他人名義のクレジットカードで金券を購入したとして、警視庁が23日、東京都港区の職業不詳の男(39)、杉並区の職業不詳の男(33)の両被告(いずれも詐欺罪で起訴)を詐欺容疑で再逮捕したことが捜査関係者への取材でわかった。
2人はSNSで「借金をゼロにする」などとうたい、カードの名義人を募集していたという。同庁は、2024年12月からの半年間で、20~60歳代の7人分のカードを使い、約800万円分の金券を不正購入して売却益を得たとみている。
捜査関係者によると、2人は何者かと共謀して昨年3月、他人名義のカードを使い、ビール券計1110枚(販売価格計約100万円)と商品券200枚(同)を新宿区内の金券ショップなどからだまし取った疑い。
2人はSNSでカードの名義人を募り、応じた男女に対し、報酬として「(不正に得た)金券の換金額の7割を渡す」と約束していた。だが、全く報酬を得ていない人もいたという。
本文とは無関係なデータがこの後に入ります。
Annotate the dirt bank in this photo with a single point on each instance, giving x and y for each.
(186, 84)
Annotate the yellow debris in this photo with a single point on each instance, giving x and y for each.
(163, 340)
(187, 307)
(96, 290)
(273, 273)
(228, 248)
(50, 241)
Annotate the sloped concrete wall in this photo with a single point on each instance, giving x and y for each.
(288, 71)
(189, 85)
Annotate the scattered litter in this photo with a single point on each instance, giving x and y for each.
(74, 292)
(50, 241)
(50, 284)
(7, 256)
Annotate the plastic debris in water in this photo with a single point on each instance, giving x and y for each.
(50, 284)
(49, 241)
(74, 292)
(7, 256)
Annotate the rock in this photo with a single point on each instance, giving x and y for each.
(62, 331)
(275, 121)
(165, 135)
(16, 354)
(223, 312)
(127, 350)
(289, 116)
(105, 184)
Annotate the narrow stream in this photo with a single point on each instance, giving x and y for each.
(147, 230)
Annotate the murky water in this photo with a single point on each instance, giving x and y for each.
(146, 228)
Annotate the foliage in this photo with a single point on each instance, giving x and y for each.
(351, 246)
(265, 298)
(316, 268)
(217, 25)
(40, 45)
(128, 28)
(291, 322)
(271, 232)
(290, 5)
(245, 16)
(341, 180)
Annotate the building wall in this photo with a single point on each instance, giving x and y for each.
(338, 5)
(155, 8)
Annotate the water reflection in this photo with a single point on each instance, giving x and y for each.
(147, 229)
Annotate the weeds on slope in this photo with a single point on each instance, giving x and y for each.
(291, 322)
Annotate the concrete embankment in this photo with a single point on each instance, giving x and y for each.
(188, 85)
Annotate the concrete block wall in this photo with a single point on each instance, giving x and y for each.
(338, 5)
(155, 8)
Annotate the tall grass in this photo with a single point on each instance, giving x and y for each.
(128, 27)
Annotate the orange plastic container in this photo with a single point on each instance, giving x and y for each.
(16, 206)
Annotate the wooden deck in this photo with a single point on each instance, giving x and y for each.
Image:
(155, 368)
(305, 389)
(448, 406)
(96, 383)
名義人には、カードに登録していた自宅や職場を指定の住所に変更させ、名義人がカード会社から代金支払いの催促を受けても不正がすぐに発覚しないようにしていたという。金券はリボ払いや分割払いで購入しており、違法行為の発覚を遅らせる目的だったとみられる。
事件を巡っては、同庁が今年5月以降、グループのメンバーら計6人を同容疑で逮捕しており、鈴木被告が指示役、高橋被告が金の管理役だったとみている。